Silverlight Pronunciation Test





5.00/5 (12 votes)
How to create a pronunciation test tool using Silverlight and Python
Table of Contents
- Introduction
- System Requirements
- User Interface
- Playing Sample Voice
- Recording The User's Voice
- Uploading User's Voice File To Server
- Extracting Pitch Contour
- Extracting Wave Form
- Displaying Pitch Contour
- Displaying Wave Form
- Calculating Score
- Displaying Score
- Final Considerations
- History
Introduction
The reason for this article and the application accompanying it is an idea of an automated pronunciation test I've been flirting with for a few months now. Due to the difficulties found and some frustration, I thought giving it up three or four times, but in the end the inner "never give up" voice had the upper hand and eventually won. Fortunately, I ended up with a solution, which I admit is not perfect and one that got far away from my initial "development track". But this is how it often goes when you find difficulties, you embrace whatever tools that work for you.
The first problem was to find code or component to generate the so-called "pitch contour" for the analysis. The pitch contour is the melody that follows human voice, more technically the fluctuation in frequency that accompanies voice. I tried hard to find that magical "open source .Net code" which included the pitch contour calculation, searching the internet, but with no success. I found some open source solutions, but sadly they're not written in .Net code (mostly in C++/Python). Sadly, too, I'm not expert in C++ or Python, plus the code is too large to be ported. Also, I'm not expert in the mathematical algorithms (such as Fast Fourier Transform) which are needed for creating a new library from scratch. So I ended up with a "collaboration" between server-side c# program and a console python application. Not particularly pretty, since I initally planned an all-client-side, managed code, but it works and that's what matters. I hope some code hero in the .Net community come up with a more elegant solution fot that.

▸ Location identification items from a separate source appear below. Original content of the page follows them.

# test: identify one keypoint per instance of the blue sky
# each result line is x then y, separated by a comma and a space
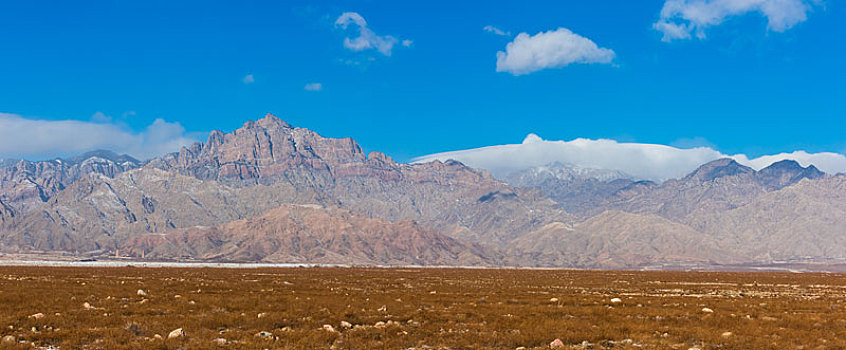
749, 84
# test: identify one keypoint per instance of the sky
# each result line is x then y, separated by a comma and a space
413, 78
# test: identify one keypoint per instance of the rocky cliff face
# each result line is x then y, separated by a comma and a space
6, 212
276, 193
266, 164
25, 184
313, 234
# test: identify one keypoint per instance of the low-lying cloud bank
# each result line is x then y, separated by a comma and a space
642, 161
39, 139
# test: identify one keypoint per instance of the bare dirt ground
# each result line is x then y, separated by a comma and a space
370, 308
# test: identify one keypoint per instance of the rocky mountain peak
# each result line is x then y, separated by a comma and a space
716, 169
785, 173
102, 154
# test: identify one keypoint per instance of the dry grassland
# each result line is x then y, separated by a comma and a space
417, 308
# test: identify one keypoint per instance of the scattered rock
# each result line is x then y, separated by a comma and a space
176, 333
133, 328
556, 344
264, 335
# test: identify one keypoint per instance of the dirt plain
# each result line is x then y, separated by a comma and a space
410, 308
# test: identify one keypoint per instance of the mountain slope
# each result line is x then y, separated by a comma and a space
312, 234
616, 239
25, 184
266, 164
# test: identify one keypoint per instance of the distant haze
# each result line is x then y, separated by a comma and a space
643, 161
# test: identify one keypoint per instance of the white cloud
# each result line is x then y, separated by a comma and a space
313, 87
681, 18
366, 39
552, 49
38, 139
495, 30
643, 161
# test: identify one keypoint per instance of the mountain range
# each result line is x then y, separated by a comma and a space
271, 192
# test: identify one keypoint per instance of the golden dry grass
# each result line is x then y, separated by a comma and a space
439, 308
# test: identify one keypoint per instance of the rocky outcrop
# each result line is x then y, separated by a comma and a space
272, 192
6, 212
312, 234
25, 184
785, 173
266, 164
616, 239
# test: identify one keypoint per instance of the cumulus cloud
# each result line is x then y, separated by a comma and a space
495, 30
642, 161
366, 39
552, 49
680, 19
313, 87
39, 139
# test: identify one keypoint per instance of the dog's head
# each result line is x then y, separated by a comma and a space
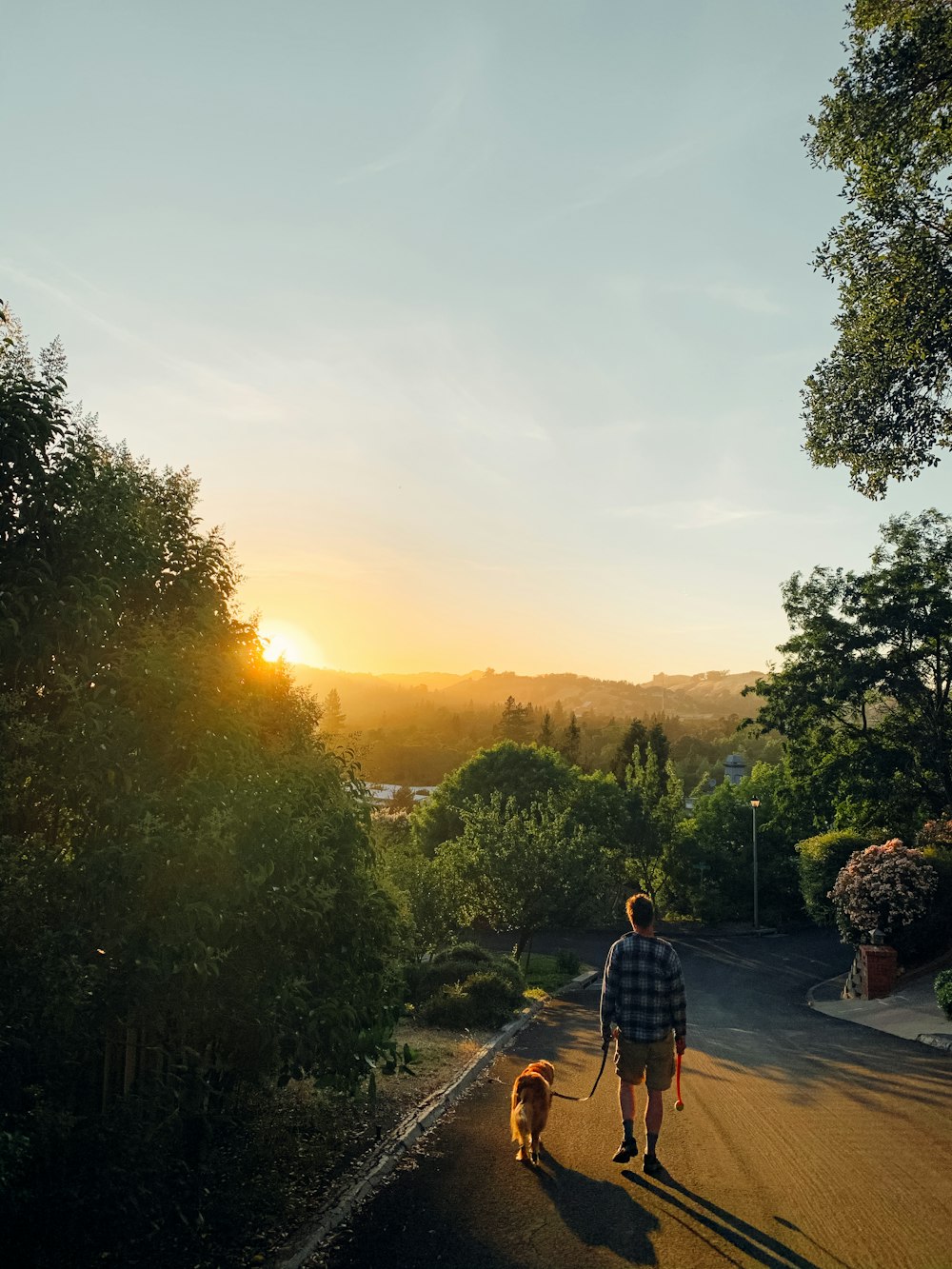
545, 1069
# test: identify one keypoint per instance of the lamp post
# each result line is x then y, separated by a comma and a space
754, 804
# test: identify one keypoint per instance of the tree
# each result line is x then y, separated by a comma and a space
571, 742
710, 868
863, 692
516, 723
655, 807
524, 773
524, 868
333, 716
187, 882
880, 403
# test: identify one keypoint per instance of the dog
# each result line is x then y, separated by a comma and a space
532, 1098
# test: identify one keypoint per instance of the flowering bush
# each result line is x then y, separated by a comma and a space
887, 886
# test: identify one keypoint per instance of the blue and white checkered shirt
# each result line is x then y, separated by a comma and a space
643, 990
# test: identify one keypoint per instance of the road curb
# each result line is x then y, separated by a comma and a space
392, 1149
937, 1041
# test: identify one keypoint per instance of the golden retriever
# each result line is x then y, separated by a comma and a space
532, 1098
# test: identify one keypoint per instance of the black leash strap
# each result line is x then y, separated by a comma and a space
565, 1096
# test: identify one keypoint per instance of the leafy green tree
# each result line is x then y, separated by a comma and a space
635, 740
521, 772
333, 716
655, 807
863, 696
710, 871
570, 746
187, 881
821, 862
880, 403
516, 723
524, 868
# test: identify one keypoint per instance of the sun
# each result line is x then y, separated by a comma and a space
288, 644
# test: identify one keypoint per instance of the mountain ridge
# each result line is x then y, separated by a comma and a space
708, 694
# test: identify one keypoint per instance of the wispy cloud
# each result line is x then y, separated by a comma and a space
436, 129
688, 514
735, 294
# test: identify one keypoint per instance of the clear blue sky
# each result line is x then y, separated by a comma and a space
483, 324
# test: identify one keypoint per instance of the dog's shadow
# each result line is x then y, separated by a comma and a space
600, 1214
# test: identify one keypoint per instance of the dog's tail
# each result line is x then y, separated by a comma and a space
520, 1120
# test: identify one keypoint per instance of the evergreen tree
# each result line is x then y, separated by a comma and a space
333, 716
571, 742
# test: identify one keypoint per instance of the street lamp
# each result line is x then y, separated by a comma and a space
754, 804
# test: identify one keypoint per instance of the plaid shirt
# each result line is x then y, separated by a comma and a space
643, 990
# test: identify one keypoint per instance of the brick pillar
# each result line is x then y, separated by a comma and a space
879, 971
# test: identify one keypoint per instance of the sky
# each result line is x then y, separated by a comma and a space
482, 324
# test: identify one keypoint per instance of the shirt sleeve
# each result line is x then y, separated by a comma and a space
609, 995
678, 997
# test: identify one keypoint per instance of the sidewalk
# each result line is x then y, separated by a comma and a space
910, 1013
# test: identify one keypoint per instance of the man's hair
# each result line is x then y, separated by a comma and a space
642, 910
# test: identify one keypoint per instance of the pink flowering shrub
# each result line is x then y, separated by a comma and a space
887, 886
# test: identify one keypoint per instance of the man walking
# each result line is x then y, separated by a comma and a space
644, 1008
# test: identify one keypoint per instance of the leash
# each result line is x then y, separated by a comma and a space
565, 1096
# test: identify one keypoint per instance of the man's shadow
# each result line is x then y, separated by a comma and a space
696, 1211
600, 1214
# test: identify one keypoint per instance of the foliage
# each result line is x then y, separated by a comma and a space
567, 962
710, 865
886, 887
187, 884
654, 801
467, 986
822, 858
880, 403
943, 991
418, 884
524, 868
863, 696
520, 772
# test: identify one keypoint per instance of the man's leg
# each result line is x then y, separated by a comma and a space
626, 1101
654, 1113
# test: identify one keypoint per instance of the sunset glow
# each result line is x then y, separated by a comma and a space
288, 643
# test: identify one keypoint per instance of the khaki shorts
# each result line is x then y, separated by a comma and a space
634, 1059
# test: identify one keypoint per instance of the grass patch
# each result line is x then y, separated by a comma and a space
547, 974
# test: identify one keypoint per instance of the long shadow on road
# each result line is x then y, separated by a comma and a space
600, 1214
692, 1211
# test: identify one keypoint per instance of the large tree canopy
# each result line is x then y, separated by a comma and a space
863, 690
187, 883
880, 403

The second problem is trying to compare the user voice against the predefined exercise voice and providing a score. How can I compare both pitch contours? I had no tools for such task, so I had to come up with a new one. It took me many hours of work and still it's not perfect, but the only one I had so far. Like in the previous problem, a code hero would save the day here.
System Requirements
Make sure you follow these 3 steps:
1. The following software are needed for running Pronunciation Test provided with this article:
- Visual Studio 2010 or Visual C# Web Developer
2. Also, you must download the Python 2.2 software and make sure it is installed in C:\Python22 folder. This is so because the source code only works with the application stored at C:\Python22 folder. Since the app was made using only Python 2.2, I can't tell if it will work with other versions of Python.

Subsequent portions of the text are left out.